Supreme Court Justice Anthony Kennedy, the longest serving member of the current Supreme Court bench, announced his retirement on Tuesday. After already confirming one conservative justice to the court during President Donald Trump’s tenure, the right wing now has a chance to essentially lock down the highest court in the land for at least a generation.
Kennedy, generally considered a conservative, has been the closest the court has come to having a justice whose opinions wouldn’t be so easily anticipated. In some landmark cases, he often acted as the swing vote. While the Reagan-era justice has plenty of conservative credentials, Kennedy sometimes disappointed conservatives when he swung to the left.
In his letter to the president, Justice Kennedy expressed “profound gratitude” for having served in the highest court.
Justice Kennedy, 81, will retire on 31 July, according to his letter. The second-oldest current Supreme Court justice said he wants to spend more time with his family, BBC News reports. “It has been the greatest honour and privilege to serve our nation in the federal judiciary for 43 years, 30 of those years on the Supreme Court,” Justice Kennedy wrote.
Trump is expected to nominate someone from the same Heritage Foundation list of justices, also backed by the Federalist Society. From this list, he picked now-Supreme Court Justice Neil Gorsuch. McConnell made the nomination possible by refusing to hold any hearings on then-President Barack Obama’s nominee, Merrick Garland, in what was an unprecedented move. The seat for which Garland was nominated was left vacant by conservative stalwart, Justice Antonin Scalia, who died of a heart attack. There’s no doubt that conservatives won’t get a Supreme Court that will rule in their favor on almost every issue for decades to come now that they’ll have a conservative justice replacing Kennedy who will go along with Gorsuch. Chief Justice John Roberts sometimes swings to the left, but even if that were to happen, the other justices would more than likely rule on party lines, still leaving conservatives with judicial victories.

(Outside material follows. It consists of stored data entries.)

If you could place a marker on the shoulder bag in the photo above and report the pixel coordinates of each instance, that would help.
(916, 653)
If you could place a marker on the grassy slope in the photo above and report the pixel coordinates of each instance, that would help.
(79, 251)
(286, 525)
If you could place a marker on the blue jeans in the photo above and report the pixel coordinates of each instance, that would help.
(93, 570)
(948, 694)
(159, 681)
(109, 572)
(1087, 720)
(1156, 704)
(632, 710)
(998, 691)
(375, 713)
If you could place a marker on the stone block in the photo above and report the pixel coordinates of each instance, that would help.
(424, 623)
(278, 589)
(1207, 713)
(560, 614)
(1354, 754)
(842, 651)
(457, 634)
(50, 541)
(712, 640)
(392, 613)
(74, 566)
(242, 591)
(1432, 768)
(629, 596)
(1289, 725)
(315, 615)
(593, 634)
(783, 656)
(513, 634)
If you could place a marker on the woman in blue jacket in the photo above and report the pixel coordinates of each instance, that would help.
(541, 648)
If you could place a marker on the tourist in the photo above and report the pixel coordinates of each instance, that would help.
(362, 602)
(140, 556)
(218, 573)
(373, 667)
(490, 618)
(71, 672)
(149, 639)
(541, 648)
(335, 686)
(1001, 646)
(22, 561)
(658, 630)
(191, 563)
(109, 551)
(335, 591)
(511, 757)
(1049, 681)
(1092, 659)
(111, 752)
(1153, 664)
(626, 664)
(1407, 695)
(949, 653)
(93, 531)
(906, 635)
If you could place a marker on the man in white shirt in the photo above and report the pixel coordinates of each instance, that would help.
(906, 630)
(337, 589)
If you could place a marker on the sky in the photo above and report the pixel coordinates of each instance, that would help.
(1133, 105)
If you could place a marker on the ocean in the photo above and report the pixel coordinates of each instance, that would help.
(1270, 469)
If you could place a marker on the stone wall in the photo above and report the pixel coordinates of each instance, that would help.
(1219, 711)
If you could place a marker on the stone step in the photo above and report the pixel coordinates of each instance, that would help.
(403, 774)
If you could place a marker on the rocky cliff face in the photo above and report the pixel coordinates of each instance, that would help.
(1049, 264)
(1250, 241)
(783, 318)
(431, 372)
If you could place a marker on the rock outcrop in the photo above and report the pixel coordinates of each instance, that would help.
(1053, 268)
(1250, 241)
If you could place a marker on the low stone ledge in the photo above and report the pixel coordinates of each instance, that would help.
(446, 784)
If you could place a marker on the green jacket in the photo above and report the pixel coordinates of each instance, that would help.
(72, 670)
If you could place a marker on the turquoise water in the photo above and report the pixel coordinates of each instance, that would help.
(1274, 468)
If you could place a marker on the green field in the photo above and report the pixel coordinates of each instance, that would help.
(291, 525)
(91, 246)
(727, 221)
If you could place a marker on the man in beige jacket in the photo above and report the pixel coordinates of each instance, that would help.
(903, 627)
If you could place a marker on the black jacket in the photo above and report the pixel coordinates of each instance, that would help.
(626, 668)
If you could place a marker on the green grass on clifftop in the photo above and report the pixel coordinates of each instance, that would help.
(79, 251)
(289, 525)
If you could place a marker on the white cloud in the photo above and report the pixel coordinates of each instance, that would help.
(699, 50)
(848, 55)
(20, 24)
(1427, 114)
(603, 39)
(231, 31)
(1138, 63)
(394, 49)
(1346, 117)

Democrats have their hands tied. Under Mitch McConnell’s take-no-prisoners leadership approach, there’s almost no chance that he would miss the opportunity to confirm a Trump-backed justice before the Democrats potentially take control of the Senate next year. Even if the Democrats manage to do well enough in the election this fall, Trump and the Republicans in the Senate would have time in the lame duck session to advise, consent, and confirm. Republicans only need 50 votes to confirm a justice, after McConnell made rule changes to allow Gorsuch to be confirmed without cloture. Republicans have enough Senators to accomplish a majority without Democratic support. Although a 51-vote majority is needed, the vice president is the Senate president and breaks voting ties. Vice President Mike Pence would break a 50-50 deadlock by voting to confirm the justice.

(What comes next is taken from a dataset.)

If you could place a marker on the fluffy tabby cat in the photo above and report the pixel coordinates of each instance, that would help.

File this as yet another entry in the “elections have consequences” scrapbook.
If Hillary Clinton won in 2016, Democrats could have had 6-3 liberal Supreme Court majority and even more possible court openings to come.
Kennedy was nominated to the court in November 1987 as President Ronald Reagan’s third choice to fill the vacancy created by the retirement of Justice Lewis Powell. Reagan originally nominated Robert Bork, a judge on the U.S. Court of Appeals for the District of Columbia Circuit, to succeed Powell, but the Senate rejected Bork’s nomination by a vote of 42 to 58, according to SCOTUSblog. Reagan next nominated another judge on the D.C. Circuit, Douglas Ginsburg, but Ginsburg withdrew his nomination after the revelation that he had used marijuana as an adult. Kennedy, then 51 and a judge on the U.S. Court of Appeals for the 9th Circuit, was confirmed to the court in February 1988 by a vote of 97-0, SCOTUSblog said.
Reagan called Kennedy a “true conservative,” but he was generally regarded as a consensus pick after the failed Bork and Ginsburg nominations, according to SCOTUSblog.
Over the next three decades, conservatives were indeed often disappointed with Kennedy and his votes on a variety of issues, particularly social ones, like abortions, according to SCOTUSblog.